Before the local Innocence Project clinic got involved, Koua Fong Lee was serving an eight-year prison sentence for a June 2006 car crash that killed three and injured two.
The project is a nonprofit organization that uses volunteers and law students to help gather evidence for those they feel have been wrongly convicted.
In Lee’s case, questions arose when Toyota began recalling models last fall.
"Once ABC broke the story nationally, we had people coming out of the woodwork to tell us the same thing had happened to their Toyota," said Julie Jonas, managing attorney of the Innocence Project of Minnesota.
Suddenly, Lee’s claim that despite braking, his car would not stop became much more believable, putting his trial in question.
"Actually, Lee’s case was a little different for us," said Hans Anderson, the Innocence Project’s student director at the University. "He did not petition us. He did not contact the Innocence Project."
It was Lee’s new attorney Brent Schafer, rather, who came to the Innocence Project with the case.
After being contacted, the Innocent Project went to work producing about 50 affidavits from other Toyota drivers who had the same make and model as Lee and had also experienced sudden acceleration, Anderson said.
"They played a huge role in assisting me with these affidavits," Schafer said. "The legwork they provided was priceless."
Newly discovered evidence is crucial to granting release post conviction, Anderson said. "Even to be given the original evidentiary hearing you have to prove that there’s evidence that couldn’t have been discovered at the time of trial. And that’s what those affidavits were."
In addition to the new evidence, the Project also said Lee’s first attorney did a bad job.

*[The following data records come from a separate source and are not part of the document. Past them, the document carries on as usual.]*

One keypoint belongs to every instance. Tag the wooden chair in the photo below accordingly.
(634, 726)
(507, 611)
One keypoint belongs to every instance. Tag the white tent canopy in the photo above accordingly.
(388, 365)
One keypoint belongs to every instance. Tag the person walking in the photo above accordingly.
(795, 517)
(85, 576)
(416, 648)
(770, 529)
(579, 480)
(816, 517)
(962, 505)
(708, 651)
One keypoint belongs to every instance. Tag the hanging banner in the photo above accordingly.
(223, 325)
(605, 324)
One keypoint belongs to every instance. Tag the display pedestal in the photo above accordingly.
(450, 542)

During the trial, Lee’s attorney without his client’s consent dismissed Lee’s claim that he had been braking, Anderson said.
Lee is now the second person in state history to be exonerated, Jonas said.

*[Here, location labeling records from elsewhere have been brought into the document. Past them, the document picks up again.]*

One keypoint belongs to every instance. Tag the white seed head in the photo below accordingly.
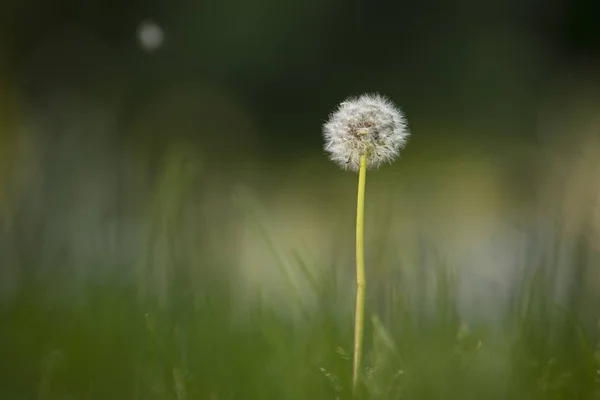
(370, 124)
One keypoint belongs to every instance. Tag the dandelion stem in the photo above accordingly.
(359, 316)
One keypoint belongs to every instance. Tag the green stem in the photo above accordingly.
(359, 316)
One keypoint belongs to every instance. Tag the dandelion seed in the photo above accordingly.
(362, 134)
(368, 125)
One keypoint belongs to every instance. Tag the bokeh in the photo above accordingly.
(170, 155)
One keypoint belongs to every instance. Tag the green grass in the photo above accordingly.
(108, 342)
(113, 346)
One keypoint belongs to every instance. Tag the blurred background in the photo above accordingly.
(167, 148)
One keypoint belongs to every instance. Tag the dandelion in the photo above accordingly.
(363, 133)
(369, 126)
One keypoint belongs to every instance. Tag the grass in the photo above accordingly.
(112, 345)
(108, 342)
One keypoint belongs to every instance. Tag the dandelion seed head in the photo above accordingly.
(370, 124)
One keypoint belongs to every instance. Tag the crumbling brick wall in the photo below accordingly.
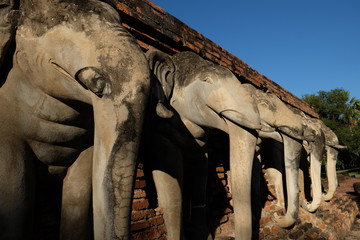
(155, 28)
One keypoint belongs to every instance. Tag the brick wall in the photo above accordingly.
(155, 28)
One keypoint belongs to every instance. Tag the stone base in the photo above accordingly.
(336, 219)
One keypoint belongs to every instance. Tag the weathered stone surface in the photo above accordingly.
(357, 188)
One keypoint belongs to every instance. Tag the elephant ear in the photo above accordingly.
(9, 16)
(163, 67)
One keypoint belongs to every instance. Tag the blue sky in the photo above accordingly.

"For the Project, it’s huge for publicity," Anderson said, adding that Lee can now be used to help in fundraising for the organization.
Each year, the Innocence Project of Minnesota, a statewide organization that also has university branches, receives about 200 requests from convicts a year, and investigates roughly 20 percent of those.
After some investigation, the Innocence Project of Minnesota selects a university clinic to continue looking into a case.
But very few cases end like Lee’s.
"[Cases like this] have been the highlights of my career," Jonas said. "Seeing him reunited with his wife and children is something that I’m just so honored to be a part of."